There is, however, one point that I want to make clear: my criticism of Dembski’s mathematics came before I got kicked off this list or his blog. It would not be fair to say that suddenly I was a Dembski critic because of vengeance. A search of my blog and Panda’s Thumb (and even Uncommon Descent) will reveal a uniform response on my part over the last three years: I have not read Dembski. Now my gut feeling was that what he was claiming, or at least what his champions were claiming, was impossible, but as long as I hadn’t read his books I could evade questions about whether I thought he was correct. That all changed a little less than a year ago for a rather remarkable reason. I was exchanging emails (on quantum mechanics) with a Nobel Laureate quality physicist who is also a strong Christian. (I’m not going to tell you his name, you can simply choose to believe me or not.) In passing I asked him what he thought of ID. I meant cosmological ID, but only asked about “ID.” He responded as if I had asked about biological ID. He words were polite (he’s not a beast like I am) but they were also very clear: he thought Dembski’s mathematics were, shall we say, not very laudable. That email prompted me to start reading Dembski’s work, concentrating at first on the Design Inference monograph and, in that weird way that unintended consequences are, well, unintended, to this post which is now concluded.

5 Likes

That third rail ended up costing Dembski a job at the Southern Baptist Theological Seminary’s Center for Theology and Science, after the publication of his book in which he suggested the universe & Earth was old. Dembski tried recanting but was later replaced with the six-day creationist, Kurt Wise.

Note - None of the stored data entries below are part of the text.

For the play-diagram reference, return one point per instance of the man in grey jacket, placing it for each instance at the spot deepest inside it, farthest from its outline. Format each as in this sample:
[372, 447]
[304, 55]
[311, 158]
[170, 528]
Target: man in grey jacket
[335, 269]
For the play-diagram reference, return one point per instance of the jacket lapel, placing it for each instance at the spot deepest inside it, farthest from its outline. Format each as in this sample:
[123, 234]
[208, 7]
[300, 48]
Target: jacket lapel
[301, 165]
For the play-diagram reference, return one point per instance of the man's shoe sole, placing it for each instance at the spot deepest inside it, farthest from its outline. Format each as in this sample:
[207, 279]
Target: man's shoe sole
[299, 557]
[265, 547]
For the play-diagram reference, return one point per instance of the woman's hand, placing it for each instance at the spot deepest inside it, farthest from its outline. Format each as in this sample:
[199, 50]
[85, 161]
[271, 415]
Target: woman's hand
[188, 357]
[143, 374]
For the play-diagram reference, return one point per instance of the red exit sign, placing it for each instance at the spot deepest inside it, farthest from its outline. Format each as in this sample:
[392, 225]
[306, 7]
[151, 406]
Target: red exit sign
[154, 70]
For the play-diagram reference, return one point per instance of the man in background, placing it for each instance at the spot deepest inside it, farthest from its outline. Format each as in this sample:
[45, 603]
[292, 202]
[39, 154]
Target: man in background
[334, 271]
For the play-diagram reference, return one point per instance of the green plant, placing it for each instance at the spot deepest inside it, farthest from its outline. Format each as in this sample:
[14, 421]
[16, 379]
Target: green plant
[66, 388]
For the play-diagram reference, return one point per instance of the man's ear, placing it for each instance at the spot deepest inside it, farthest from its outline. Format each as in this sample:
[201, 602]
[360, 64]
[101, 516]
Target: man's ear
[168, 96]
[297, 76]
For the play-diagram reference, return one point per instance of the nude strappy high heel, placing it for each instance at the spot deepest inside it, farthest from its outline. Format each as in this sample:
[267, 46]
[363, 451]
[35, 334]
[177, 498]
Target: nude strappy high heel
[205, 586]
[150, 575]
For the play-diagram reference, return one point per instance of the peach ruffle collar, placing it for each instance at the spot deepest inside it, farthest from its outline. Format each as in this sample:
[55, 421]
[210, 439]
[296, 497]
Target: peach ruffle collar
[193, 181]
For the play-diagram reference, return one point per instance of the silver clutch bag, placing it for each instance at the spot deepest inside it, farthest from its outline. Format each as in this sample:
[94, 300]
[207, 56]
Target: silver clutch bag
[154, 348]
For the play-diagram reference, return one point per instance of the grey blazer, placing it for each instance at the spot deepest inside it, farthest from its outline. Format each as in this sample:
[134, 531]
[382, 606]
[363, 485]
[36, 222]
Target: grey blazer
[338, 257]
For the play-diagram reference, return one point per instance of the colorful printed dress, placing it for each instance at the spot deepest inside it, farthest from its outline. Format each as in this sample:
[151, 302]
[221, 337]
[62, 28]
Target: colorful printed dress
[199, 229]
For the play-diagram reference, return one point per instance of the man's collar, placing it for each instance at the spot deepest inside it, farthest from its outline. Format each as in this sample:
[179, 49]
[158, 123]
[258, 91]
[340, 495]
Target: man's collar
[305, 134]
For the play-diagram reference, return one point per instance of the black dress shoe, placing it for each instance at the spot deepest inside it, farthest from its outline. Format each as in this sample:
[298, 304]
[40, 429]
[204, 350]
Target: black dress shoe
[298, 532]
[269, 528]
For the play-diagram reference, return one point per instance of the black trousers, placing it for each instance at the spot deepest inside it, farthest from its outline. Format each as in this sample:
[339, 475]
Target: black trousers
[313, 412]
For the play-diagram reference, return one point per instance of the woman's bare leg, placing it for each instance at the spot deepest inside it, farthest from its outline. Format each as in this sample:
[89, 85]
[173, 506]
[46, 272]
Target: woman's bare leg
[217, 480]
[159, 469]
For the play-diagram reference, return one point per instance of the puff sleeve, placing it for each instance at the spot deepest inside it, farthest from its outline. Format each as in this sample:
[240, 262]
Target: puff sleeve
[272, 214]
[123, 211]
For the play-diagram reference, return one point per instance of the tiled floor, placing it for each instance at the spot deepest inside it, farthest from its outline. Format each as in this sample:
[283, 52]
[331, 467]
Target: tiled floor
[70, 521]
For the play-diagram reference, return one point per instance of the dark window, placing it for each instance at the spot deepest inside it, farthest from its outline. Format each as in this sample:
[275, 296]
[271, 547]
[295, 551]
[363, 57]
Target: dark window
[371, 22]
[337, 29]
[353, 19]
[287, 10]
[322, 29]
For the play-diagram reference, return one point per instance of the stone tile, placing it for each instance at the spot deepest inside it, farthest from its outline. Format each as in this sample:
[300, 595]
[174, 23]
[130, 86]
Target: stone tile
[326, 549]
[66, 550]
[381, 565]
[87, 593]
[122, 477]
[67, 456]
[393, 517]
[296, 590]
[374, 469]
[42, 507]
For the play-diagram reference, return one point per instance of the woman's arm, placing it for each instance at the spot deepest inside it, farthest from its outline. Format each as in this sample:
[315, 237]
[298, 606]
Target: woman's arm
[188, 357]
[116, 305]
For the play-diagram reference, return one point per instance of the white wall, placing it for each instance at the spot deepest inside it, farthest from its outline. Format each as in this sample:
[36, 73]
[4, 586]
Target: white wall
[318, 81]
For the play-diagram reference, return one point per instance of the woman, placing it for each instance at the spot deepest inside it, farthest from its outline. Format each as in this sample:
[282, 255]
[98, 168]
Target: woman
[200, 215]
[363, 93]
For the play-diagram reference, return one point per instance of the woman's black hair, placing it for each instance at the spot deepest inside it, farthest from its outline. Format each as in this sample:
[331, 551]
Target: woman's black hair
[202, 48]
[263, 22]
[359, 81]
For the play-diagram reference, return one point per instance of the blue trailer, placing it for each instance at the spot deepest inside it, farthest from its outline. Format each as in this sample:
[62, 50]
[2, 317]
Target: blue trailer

Edit: For certain, Dembski found himself between a rock and a hard place, trying to balance significant family needs with the Seminary’s demands. Never a pleasant place for anyone to be.

The truth is that the YEC position is held by many groups that the DI would like to win over, or at least, not alienate. However, many YEC organizations are rightly suspicious of where’d they be left if the “ID train even managed to leave the station”.

8 Likes

The train (subway, at least) can’t leave the station without a live third rail. :slightly_smiling_face:

1 Like

Well, I looked it up and it was later than I remembered when I finally asked to be removed, it was 2010. It played out very anti-climatically, as described here.

As to why-- well by that point I had been out of the closet for at least four years, to my small blog audience at least, as anti-ID. Why I took so long to ask for my name to be removed… I don’t know.

5 Likes

Thank you so much.

3 Likes

Congratulations! You are the first person I am aware of that succeeded in being removed from that list. I’ve heard tales of others asking to be removed and it didn’t happen - maybe it just didn’t happen quickly.

No doubt you are aware of Project Steve. :slight_smile:

5 Likes

Can we verify he has actually been removed?

EDIT: Just did. He is not in the current version.

3 Likes

When you signed it in the first place, was it because you considered it to be a statement of ID? In other words, did you read something into it that took into account its source and its political goal rather than the actual wording? I say this because some biologists have said they signed it in ignorance of its implied rather than literal meaning. Taken completely literally, I could have signed it.

8 Likes

Well, it was a long time ago but I do remember what you just described, that taken uber-literally it is, in some sense, true. However the reality is more embarrassing. I unwisely left academia in 2001 (I was soooo lucky to get back) and instantly regretted it. I was, I hate to admit it, flattered that a group of academics wanted me to join them.


EDIT: This is a reply to John Harshman

8 Likes

Well that is some uncomfortable honesty everyone should respect. Thank you @david.heddle.

4 Likes

That is sad but I guess not surprising. The YEC establishment can’t even work with people who could be allies in some things. It is either 6,000 years or you are out of there.